Part A

In this part, we’ll be attempting to forecast how much cash is taken out of 4 different ATM machines for May 2010. Our dataset is provided for us, and available on my GitHub.

Data Wrangling and Visualization

Our DATE column looks to be the number of days since 1900, so we’ll fix that on read-in

# Read in our ATM data
atm <- read_excel("../data/ATM624Data.xlsx")

# Store ATM data in a tsibble object
atm <- atm %>%  
  mutate(DATE = as.Date(DATE, origin = "1899-12-30")) %>% as_tsibble(index=DATE, key=ATM) %>% fill_gaps()

To start off with, let’s plot our atm tsibble to get a sense of the data. We see that we have data for 4 ATMs, with some NA values for the amount of cash withdrawn on certain dates. We also have some outlier points that we’ll need to deal with as well.

atm %>% autoplot() + labs(x = "Date", y="Cash Withdrawn (Hundred of Dollars)", title="Cash withdrawn from ATMs 1-4: May 2009 - May 2010")

Imputation

In our case, the NA values for the ATM variable all occur in May 2010, which is the month we are trying to predict. In this case, we should be able to drop these rows for now, with the intention of “re-adding” them later when we forecast

# Filter null ATM rows for later forecasting replacement
atm <- atm %>% filter(!is.na(ATM))

atm %>% autoplot() + 
  labs(x = "Date",
       y="Cash Withdrawn (Hundred of Dollars)",
       title="Cash withdrawn from ATMs 1-4: May 2009 - May 2010")

Imputation

As a result of our fill_gaps call above, we’re left with some NA values in our time series. We can find the mean cash withdrawn per ATM varies between the machines via a dplyr aggregation. These can serve us later for imputation

mean_cash_by_atm <- atm %>% 
     filter(!is.na(Cash)) %>%
     as_tibble %>% 
     group_by(ATM) %>% 
     summarise(Cash = mean(Cash))
mean_cash_by_atm

## # A tibble: 4 × 2
##   ATM      Cash
##   <chr>   <dbl>
## 1 ATM1   83.9  
## 2 ATM2   62.6  
## 3 ATM3    0.721
## 4 ATM4  474.

As such, it makes more sense to impute the amount of cash withdrawn based on the per ATM, rather than taking the blanket mean of our Cash variable. This will help us to handle outliers like ATM3 better.
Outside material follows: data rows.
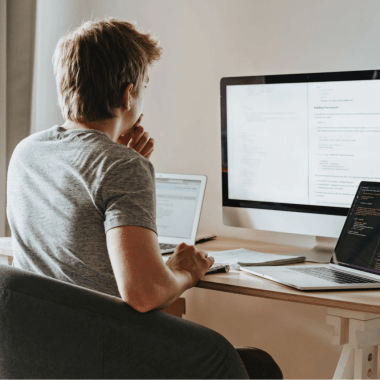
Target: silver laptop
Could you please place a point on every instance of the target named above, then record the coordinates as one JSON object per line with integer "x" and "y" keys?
{"x": 179, "y": 200}
{"x": 355, "y": 263}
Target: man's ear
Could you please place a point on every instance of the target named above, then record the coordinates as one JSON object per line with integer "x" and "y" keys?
{"x": 128, "y": 96}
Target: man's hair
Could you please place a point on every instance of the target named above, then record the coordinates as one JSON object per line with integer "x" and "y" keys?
{"x": 94, "y": 63}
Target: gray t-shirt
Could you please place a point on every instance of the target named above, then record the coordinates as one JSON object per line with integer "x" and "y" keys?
{"x": 66, "y": 189}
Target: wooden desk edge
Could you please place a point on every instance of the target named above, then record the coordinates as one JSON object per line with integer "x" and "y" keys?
{"x": 299, "y": 298}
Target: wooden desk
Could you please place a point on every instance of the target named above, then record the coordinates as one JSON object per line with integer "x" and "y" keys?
{"x": 354, "y": 315}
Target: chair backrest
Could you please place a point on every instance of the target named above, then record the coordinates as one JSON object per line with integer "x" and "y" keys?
{"x": 50, "y": 329}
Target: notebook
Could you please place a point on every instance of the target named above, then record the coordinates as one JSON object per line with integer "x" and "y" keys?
{"x": 355, "y": 263}
{"x": 179, "y": 199}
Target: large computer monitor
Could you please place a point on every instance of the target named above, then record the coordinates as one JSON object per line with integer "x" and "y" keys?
{"x": 295, "y": 148}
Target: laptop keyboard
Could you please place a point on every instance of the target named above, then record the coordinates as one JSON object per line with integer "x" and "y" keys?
{"x": 167, "y": 246}
{"x": 334, "y": 276}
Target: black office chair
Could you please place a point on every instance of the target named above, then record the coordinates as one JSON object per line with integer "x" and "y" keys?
{"x": 50, "y": 329}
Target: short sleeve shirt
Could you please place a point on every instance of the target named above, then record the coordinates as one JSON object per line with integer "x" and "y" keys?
{"x": 65, "y": 190}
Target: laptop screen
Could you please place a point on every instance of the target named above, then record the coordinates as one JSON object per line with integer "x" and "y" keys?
{"x": 358, "y": 246}
{"x": 177, "y": 201}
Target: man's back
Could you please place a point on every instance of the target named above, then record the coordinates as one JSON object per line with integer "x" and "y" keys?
{"x": 65, "y": 190}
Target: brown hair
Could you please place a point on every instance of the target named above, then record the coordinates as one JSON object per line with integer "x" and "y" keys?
{"x": 94, "y": 63}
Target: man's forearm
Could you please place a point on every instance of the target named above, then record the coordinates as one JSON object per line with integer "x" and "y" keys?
{"x": 181, "y": 281}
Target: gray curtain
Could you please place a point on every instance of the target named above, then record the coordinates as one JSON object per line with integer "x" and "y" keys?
{"x": 21, "y": 23}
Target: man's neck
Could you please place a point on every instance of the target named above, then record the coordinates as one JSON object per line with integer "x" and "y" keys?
{"x": 113, "y": 128}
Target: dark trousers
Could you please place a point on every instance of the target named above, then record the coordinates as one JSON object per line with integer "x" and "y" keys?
{"x": 53, "y": 330}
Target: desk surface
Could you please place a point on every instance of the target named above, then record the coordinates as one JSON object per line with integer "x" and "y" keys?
{"x": 238, "y": 282}
{"x": 243, "y": 283}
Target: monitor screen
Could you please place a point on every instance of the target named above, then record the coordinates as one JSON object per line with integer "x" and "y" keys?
{"x": 299, "y": 142}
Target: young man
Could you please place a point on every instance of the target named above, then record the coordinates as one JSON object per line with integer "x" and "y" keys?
{"x": 81, "y": 196}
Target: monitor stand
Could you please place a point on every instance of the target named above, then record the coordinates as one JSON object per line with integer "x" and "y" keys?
{"x": 321, "y": 253}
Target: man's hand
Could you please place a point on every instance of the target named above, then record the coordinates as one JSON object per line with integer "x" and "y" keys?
{"x": 138, "y": 140}
{"x": 187, "y": 258}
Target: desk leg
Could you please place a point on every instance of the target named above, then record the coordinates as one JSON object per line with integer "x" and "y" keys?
{"x": 359, "y": 333}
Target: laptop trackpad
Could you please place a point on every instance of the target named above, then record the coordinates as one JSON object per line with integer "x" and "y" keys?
{"x": 293, "y": 279}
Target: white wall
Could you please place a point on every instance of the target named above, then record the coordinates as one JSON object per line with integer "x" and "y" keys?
{"x": 204, "y": 41}
{"x": 3, "y": 112}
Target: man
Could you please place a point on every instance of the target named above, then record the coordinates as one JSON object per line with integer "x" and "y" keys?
{"x": 81, "y": 196}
# Impute with mean value per ATM (hence the groupBy)
atm <- atm %>% group_by(ATM) %>%
  mutate(Cash = ifelse(is.na(Cash), 
                       mean(Cash, na.rm=TRUE), 
                       Cash)) %>%
  ungroup()

atm %>% autoplot()

## Plot variable not specified, automatically selected `.vars = Cash`

Outliers

We see a strong outlier point around February 2010, in which it appears a value of $\$1,092,000$ was withdrawn. There is a chance that this outlier is due to an internal error within the data collection process, so we’ll have to handle that as well. For our purposes, we can replace that outlier value with a simple mean of the time series.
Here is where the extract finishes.